14…。
両親にカミングアウトをしたのは、中学三年の夏だった。
同類には同類がわかる、なんて嘘だと思っていたが、ありがち嘘とは言い切れないらしい。
当時の俺は、2つ年上の中学の先輩と付き合ってて、キスしてるとこを母さんに見られた。
混乱する母さんに「異性に性的欲求が持てない」と告げた時の、絶望ともとれるあの表情は今でもまだハッキリと覚えてる。

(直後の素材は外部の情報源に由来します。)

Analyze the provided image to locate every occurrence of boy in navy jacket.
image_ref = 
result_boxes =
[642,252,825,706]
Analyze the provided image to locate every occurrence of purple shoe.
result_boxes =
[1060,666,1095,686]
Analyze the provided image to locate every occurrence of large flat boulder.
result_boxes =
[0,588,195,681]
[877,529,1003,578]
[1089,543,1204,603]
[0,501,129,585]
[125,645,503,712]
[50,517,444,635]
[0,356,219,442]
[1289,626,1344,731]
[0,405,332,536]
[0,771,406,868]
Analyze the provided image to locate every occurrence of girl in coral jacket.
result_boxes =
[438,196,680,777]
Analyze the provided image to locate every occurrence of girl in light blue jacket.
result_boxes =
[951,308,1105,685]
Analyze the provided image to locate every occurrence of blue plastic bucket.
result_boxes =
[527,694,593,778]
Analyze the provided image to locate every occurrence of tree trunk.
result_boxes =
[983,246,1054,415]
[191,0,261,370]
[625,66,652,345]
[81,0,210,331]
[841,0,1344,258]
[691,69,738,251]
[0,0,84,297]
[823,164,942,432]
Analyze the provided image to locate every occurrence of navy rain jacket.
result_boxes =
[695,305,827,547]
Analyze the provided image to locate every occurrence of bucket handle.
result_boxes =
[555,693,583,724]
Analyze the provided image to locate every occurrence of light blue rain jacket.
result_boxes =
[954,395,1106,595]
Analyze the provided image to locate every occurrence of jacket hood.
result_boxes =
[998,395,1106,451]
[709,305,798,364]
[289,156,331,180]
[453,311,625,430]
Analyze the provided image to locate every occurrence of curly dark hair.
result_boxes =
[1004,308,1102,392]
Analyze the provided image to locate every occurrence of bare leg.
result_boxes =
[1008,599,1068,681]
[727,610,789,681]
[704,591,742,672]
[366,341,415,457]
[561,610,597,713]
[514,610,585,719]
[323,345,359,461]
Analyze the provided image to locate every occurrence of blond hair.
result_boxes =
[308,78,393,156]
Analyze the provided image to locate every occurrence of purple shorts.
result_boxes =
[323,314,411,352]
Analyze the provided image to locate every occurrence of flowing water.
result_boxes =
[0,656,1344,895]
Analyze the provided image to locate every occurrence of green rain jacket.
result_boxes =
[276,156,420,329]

それでも、他の人が同性に性的欲求を感じないように、俺は異性に感じないんだと話し合い、それを受け入れて貰えた時、本当にこの人達が親で良かったと心から安堵したんだ。
「…コウジは、駄目よ。」
くるくるとスプーンで茶色の液体を混ぜながら母さんが言った。
「んなの、わかってる…。」
その言葉に、俺の想いが見透かされている事を覚ったんだ。
わかってる。
わかってた。
始めから無理な事だと、ちゃんと自覚していたんだ。
それでも止められなかったのは、全部自分の所為。
コウジを巻き込んだのも、全部。
でも、記憶のなくなったコウジはすべてをリセットしてしまった。
俺は、リセットされたコウジを再びこっちに引き込む事なんて出来ない。
「…わかってるよっ」
ぐちゃぐちゃに胸の中を掻き毟って、俺の中の記憶も想いも全部取り出せたらいいのに。
―…でも、好きなんだ。
心の中で呟くと店を出た。
突っ込んだジーンズのポケットで数枚のお札を握り締めて、噛んだ唇に鉄臭い味を滲ませて。
「……」
回していたスプーンを脇に置き、ひとつ溜め息をもらすと、
「…仕方ないじゃない…」
ポツリ呟いた母さんの声は、俺の耳には届かない。
小さな気泡を上げて小さくなった氷が、殆ど減っていないグラスの中で微かに揺れた気がした。